Why Invest In Forgiveness As A Growth Strategy?
Why invest in forgiveness as a growth strategy?
Strange as the subject may seem, forgiveness is a missing key in plans and discussions related to development, growth and success.
Talent managers, coaches, organisation development specialists, and strategic planners combine to create sophisticated plans to take individuals, teams, organisations and the wider community to higher levels of performance and achievement. But the word 'forgiveness' is not found in any of the documents. Yet, forgiveness provides a low-cost opportunity to enhance productivity and effect savings at the individual, team, organisational, community and national levels.

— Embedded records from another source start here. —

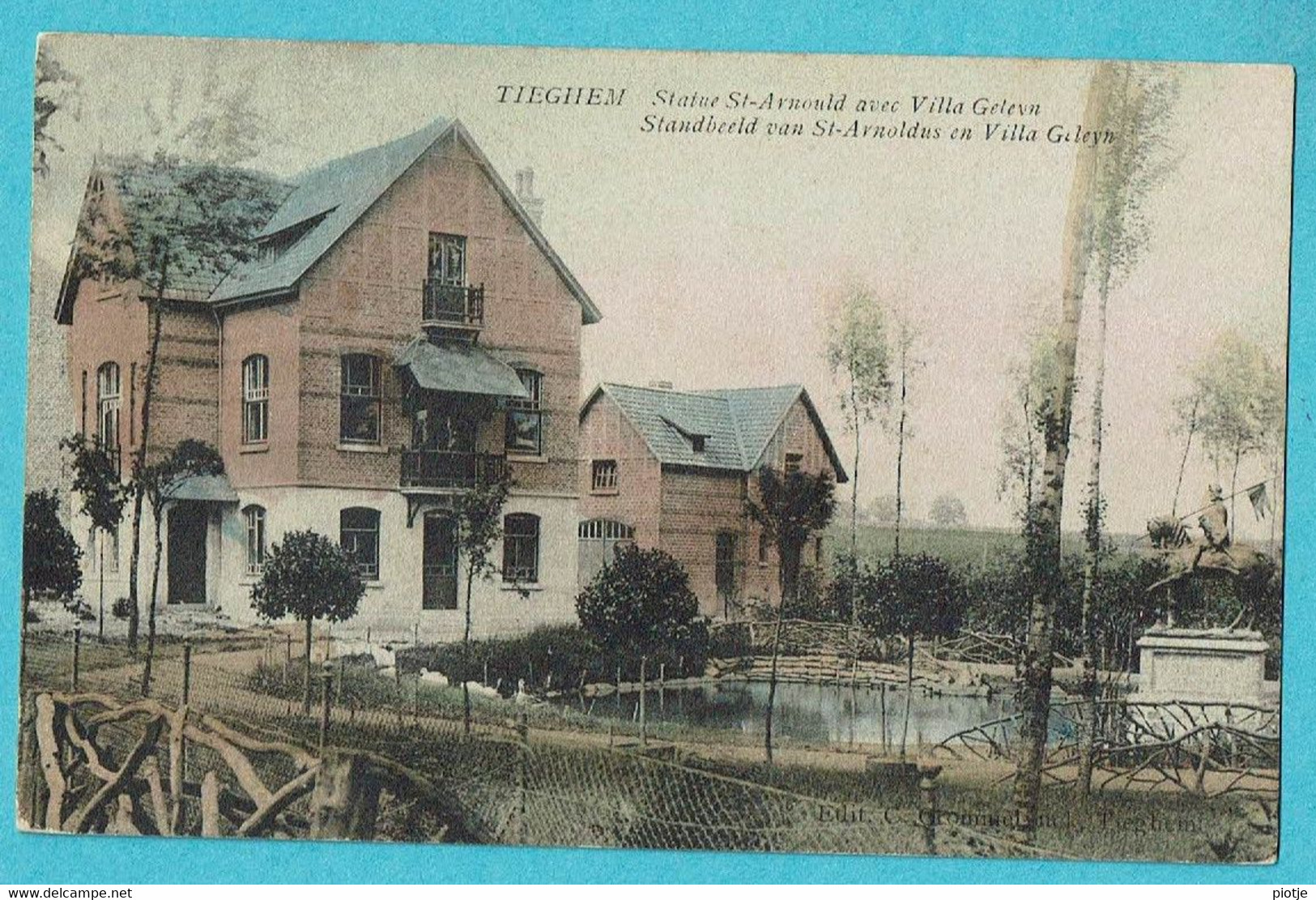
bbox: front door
[421,513,457,609]
[167,502,207,604]
[713,531,735,616]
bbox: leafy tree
[251,531,366,713]
[859,552,965,757]
[928,493,969,527]
[138,438,224,696]
[74,152,285,647]
[1013,63,1114,842]
[454,471,512,733]
[59,434,128,639]
[32,41,79,177]
[577,544,708,660]
[19,491,82,674]
[1178,331,1284,527]
[827,283,891,626]
[745,467,836,763]
[1075,63,1178,795]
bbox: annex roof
[55,156,292,324]
[581,383,846,481]
[57,117,602,324]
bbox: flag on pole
[1248,481,1270,520]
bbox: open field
[15,636,1276,860]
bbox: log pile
[19,692,470,839]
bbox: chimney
[516,166,543,225]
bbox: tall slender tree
[454,472,512,734]
[61,434,128,639]
[827,282,892,625]
[1013,62,1114,841]
[891,314,922,557]
[1075,63,1178,795]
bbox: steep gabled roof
[55,118,602,324]
[55,156,292,324]
[212,118,602,324]
[581,383,846,481]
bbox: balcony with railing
[420,279,484,331]
[402,450,507,489]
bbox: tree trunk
[19,584,32,692]
[901,632,914,759]
[891,342,909,557]
[301,616,314,716]
[1075,254,1111,796]
[1170,400,1200,516]
[764,594,786,766]
[128,249,168,651]
[143,502,164,697]
[1013,63,1112,842]
[96,531,109,643]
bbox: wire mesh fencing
[15,626,1074,855]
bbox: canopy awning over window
[164,475,238,502]
[394,337,529,398]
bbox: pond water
[562,681,1079,746]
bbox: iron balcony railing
[420,280,484,327]
[402,450,507,488]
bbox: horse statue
[1146,484,1271,630]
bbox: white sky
[33,36,1293,538]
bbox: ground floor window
[577,518,636,586]
[339,506,379,582]
[503,513,539,582]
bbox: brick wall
[297,128,581,495]
[579,394,662,548]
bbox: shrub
[577,546,708,668]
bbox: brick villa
[57,120,600,639]
[579,384,846,617]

Reflect for 30 seconds and see if you can identify an unresolved conflicts in any sphere. If you drew a blank, you are blessed. If you can think of an unresolved conflict, pause to reflect on the difference that reconciliation could make among the parties.
Some of the unresolved conflicts are open, while others are hidden or suppressed. One sure thing is that they negatively impact relationships. This is manifested in the form of literal physical fighting, through the breaking off of meaningful communications to covert undermining and outright resistance.
Family members who should be supporting and encouraging each other are divided. Unresolved conflicts are also manifested within and across departments in organisations. Units that should be cooperating to achieve common goals are actually fighting against each other. At a minimum, they are not fully supportive of each other.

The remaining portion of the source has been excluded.